Monday, 28 February 2011

The alternatives are clear

Looking at the debate brewing in Britain right now over the  "Alternative Vote",  I don't know whether to laugh or cry.  It's utterly astonishing how much confusion they are generating over what seems an incredibly simple issue.  Okay,  I have the benefit of having lived most of my life in a country that uses this system and am therefore not beset by any of that fear of the unknown that evidently plagues so many Brits when faced with it,  but it still seems to be causing them far more trouble than it warrants.

Basically the proposed reform is to replace their current,  dreadfully undemocratic first-past-the-post voting system with one allowing people to vote for the candidates in order of preference,  voting  "1"  for the candidate they like most,  "2"  for their next favourite,  and so forth.  Candidates with the fewest votes are eliminated and their voters'  next preferences are counted until one candidate gets 50% of the total votes cast.  All fairly straightforward,  surely.

The pro and contra sides of the debate,  however,  have managed to befuddle things magnificently,  partly through deliberate misinformation and distortion of the truth,  but perhaps partly through a sheer inability to communicate clearly.

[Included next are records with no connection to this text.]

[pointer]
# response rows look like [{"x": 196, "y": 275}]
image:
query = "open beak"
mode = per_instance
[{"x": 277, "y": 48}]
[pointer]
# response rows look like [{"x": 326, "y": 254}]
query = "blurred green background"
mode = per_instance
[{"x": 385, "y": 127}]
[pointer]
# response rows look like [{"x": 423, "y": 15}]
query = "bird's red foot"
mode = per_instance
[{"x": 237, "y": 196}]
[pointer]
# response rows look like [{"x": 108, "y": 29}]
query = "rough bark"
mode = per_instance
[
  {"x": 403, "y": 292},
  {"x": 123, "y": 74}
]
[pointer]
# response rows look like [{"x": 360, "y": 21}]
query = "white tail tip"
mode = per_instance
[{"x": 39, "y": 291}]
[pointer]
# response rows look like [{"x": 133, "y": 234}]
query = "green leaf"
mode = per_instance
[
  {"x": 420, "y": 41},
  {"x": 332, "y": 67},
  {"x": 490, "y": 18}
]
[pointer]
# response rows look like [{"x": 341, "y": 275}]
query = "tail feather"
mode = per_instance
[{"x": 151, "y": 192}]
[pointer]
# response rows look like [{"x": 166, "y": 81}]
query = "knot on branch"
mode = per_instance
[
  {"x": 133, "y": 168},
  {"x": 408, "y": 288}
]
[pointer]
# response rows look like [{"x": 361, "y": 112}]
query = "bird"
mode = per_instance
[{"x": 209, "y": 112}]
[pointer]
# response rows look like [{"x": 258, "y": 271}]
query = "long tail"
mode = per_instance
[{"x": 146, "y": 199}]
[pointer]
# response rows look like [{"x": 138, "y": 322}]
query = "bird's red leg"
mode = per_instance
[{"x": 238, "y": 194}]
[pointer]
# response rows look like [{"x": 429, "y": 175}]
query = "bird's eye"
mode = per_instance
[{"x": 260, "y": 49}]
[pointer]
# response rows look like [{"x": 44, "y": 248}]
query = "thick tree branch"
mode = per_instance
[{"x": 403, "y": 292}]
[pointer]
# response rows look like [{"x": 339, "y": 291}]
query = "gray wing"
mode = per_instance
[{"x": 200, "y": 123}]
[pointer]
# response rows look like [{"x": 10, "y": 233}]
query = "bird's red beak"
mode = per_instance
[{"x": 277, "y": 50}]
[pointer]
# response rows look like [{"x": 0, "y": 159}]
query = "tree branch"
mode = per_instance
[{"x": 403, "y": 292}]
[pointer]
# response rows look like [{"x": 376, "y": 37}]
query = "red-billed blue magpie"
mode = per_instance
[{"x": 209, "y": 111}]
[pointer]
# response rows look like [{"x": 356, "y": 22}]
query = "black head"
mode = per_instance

Essentially,  it all boils down to this:

Currently,  British voters mostly vote for either the Conservative Party,  which gets about 30-40%  of all votes across the country,  the Labour Party,  which also gets about 30-40%  of all votes,  or the Liberal Democrats,  who usually get about 15-20%  of all votes.  Under the first-past-the-post system,  it is entirely possible for either the Conservatives or Labour to win a comfortable majority of seats in the House of Commons on these figures,  while the Liberal Democrats struggle to win a handful.  The winner of each seat is elected by a geographically defined  "constituency"  of voters,  with these three major parties all fielding candidates in most of the them.

The other important fact to know when assessing the potential impact of the  "Alternative Vote"  is that opinion polls have fairly consistently indicated that people who vote Liberal Democrat prefer the Labour Party to the Conservatives by a ratio of at least 2 to 1.

What that means is that when the Conservative candidate and the Labour candidate come first and second in the race for a constituency,  causing the Liberal Democrat candidate to be eliminated,  the next preferences of the Liberal Democrat voters would favour the Labour candidate heavily.  Labour should end up with at least two thirds of the Lib Dems's 15-20%  of the vote. Labour should also pick up preferences from Green voters and voters for various other small left-wing parties,  totalling a further 2%  or so of the vote.  As for the Conservatives,  all they can really rely on,  apart from the remaining third from the Lib Dems,  is the preferences of UKIP and BNP voters  -  about 5%  nationwide.  This will give Labour a major advantage in many seats and should cut heavily into the Conservative representation in parliament.

In constituencies where Liberal Democrat candidates currently comes first or second,  they will probably be the greatest beneficiary,  as they will presumably pick up preferences from both Labour and Conservative voters.  So the Lib Dems will win seats from both the other major parties.  At this point it's important to remember that there are not in fact very many seats  (relatively speaking)  where the Liberal Democrats come first or second,  which will seriously limit their potential gain from the Alternative Vote system.

Result:  number of Conservative seats falls a lot  (as they will lose them to both Labour and the Lib Dems);  number of Lib Dems seats rises but by a much smaller amount,  and the Labour Party probably stays at about the same level it is at now.  And that means,  in turn,  that Labour could still find itself with an outright majority in the House of Commons,  but the Conservatives will quite possibly never enjoy that position again  -  unless and until they shift their politics towards the centre,  i.e.  towards the left.

This is the simple,  sufficient and only reason why nearly all of the Conservative Party is against the proposed reform,  while most of the Labour politicians,  and all of the Liberal Democrats,  are in favour.

A lot of the distortion of the truth coming from both sides in the debate is,  I am certain,  the result of their attempts to avoid saying how the reform will affect them personally.  Neither the Conservatives nor the Liberal Democrats nor even Labour can admit that their main concern is what it will do to their numbers in parliament,  so they come out with whatever other spurious arguments they can dream up.  I really wish they could just come clean and tell people straight up:  "If you like the Conservatives,  vote against it.  If you hate them and/or like Labour or the Liberal Democrats,  vote for it.  That's all there is to it,  folks."